VIBS-689 Special Topics in Single Cell Analyses
Description of Course
Single cell technologies have made genomic analysis on the single cell level more accessible than ever. Recent development of these technologies, especially single-cell RNA-seq (scRNA-seq), has revolutionized genomic research. This course focuses on the computational biology of scRNA-seq analysis.
- Introduction to single cell technologies (C1 and 10X) and programming basics (R/Matlab) for data analysis (7/2 Tue) Guest lecturer: Andrew Hillhouse
- Getting UMI counts for individual cells (10X cell-ranger and salmon-alevin pipeline) and QC (7/9 Tue) Guest lecturer: John C. Blazier
- Data modeling, normalization and imputation (7/11 Thr) Guest lecturer: Yan Zhong
- Dimension reduction and data visualization (PCA, tSNE and PHATE) (7/16 Tue) Guest lecturer: Guanxun Li
- Clustering analysis, marker gene and cell type identification (7/18 Thr)
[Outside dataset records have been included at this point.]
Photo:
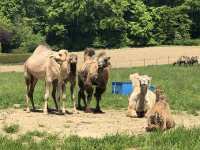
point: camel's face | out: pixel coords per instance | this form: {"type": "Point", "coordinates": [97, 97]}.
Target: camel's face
{"type": "Point", "coordinates": [144, 82]}
{"type": "Point", "coordinates": [73, 59]}
{"type": "Point", "coordinates": [103, 62]}
{"type": "Point", "coordinates": [60, 56]}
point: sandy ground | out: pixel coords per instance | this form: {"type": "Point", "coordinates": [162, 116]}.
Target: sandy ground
{"type": "Point", "coordinates": [84, 124]}
{"type": "Point", "coordinates": [130, 57]}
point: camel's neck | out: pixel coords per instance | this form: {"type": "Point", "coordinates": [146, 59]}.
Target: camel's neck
{"type": "Point", "coordinates": [141, 103]}
{"type": "Point", "coordinates": [73, 69]}
{"type": "Point", "coordinates": [137, 88]}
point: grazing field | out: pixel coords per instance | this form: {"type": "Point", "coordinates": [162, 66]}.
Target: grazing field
{"type": "Point", "coordinates": [180, 138]}
{"type": "Point", "coordinates": [120, 58]}
{"type": "Point", "coordinates": [181, 85]}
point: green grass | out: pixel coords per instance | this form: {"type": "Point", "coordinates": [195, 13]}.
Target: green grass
{"type": "Point", "coordinates": [181, 84]}
{"type": "Point", "coordinates": [187, 42]}
{"type": "Point", "coordinates": [11, 129]}
{"type": "Point", "coordinates": [178, 139]}
{"type": "Point", "coordinates": [13, 58]}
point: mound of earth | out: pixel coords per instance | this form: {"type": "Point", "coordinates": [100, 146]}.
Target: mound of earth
{"type": "Point", "coordinates": [84, 124]}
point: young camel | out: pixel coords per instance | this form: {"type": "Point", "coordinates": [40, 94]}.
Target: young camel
{"type": "Point", "coordinates": [44, 64]}
{"type": "Point", "coordinates": [160, 116]}
{"type": "Point", "coordinates": [94, 72]}
{"type": "Point", "coordinates": [141, 99]}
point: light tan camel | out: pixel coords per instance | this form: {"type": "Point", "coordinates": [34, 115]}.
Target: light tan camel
{"type": "Point", "coordinates": [94, 72]}
{"type": "Point", "coordinates": [160, 116]}
{"type": "Point", "coordinates": [141, 99]}
{"type": "Point", "coordinates": [44, 64]}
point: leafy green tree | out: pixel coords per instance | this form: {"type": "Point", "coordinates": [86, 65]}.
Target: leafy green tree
{"type": "Point", "coordinates": [158, 3]}
{"type": "Point", "coordinates": [193, 9]}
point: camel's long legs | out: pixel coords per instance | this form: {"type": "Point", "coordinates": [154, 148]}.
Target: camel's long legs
{"type": "Point", "coordinates": [32, 87]}
{"type": "Point", "coordinates": [72, 85]}
{"type": "Point", "coordinates": [98, 93]}
{"type": "Point", "coordinates": [63, 97]}
{"type": "Point", "coordinates": [89, 91]}
{"type": "Point", "coordinates": [55, 84]}
{"type": "Point", "coordinates": [27, 94]}
{"type": "Point", "coordinates": [81, 95]}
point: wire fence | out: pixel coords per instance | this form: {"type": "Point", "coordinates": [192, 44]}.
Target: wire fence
{"type": "Point", "coordinates": [144, 62]}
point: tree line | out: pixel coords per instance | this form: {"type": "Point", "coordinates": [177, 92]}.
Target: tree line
{"type": "Point", "coordinates": [77, 24]}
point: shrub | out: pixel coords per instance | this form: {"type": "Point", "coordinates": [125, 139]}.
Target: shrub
{"type": "Point", "coordinates": [13, 128]}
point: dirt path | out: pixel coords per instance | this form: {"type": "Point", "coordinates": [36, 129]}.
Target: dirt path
{"type": "Point", "coordinates": [130, 57]}
{"type": "Point", "coordinates": [84, 124]}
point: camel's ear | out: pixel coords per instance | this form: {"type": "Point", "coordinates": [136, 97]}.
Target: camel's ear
{"type": "Point", "coordinates": [66, 52]}
{"type": "Point", "coordinates": [134, 76]}
{"type": "Point", "coordinates": [150, 78]}
{"type": "Point", "coordinates": [51, 55]}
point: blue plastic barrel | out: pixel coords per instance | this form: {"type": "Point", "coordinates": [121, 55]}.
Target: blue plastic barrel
{"type": "Point", "coordinates": [125, 88]}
- Feature selection, identification of highly variable genes (7/23 Tue)
- Differential expression analyses with scRNA-seq and bulk RNA-seq data (7/25 Thr)
- Pseudotime, trajectory analysis (7/30 Tue)
- Manifold alignment and coupled nonnegative matrix factorization for combining different types of data, e.g., scRNA-seq and scATAC-seq (8/1 Thr)
- Construction of single-cell gene regulatory networks (scGRNs) (8/6 Tue)
- Final exam (8/8 Thr)
Class Notes and Resource Materials
Class notes are distributed in class. There is no required textbook.
Additional readings: you are responsible for additional readings that will be announced in class.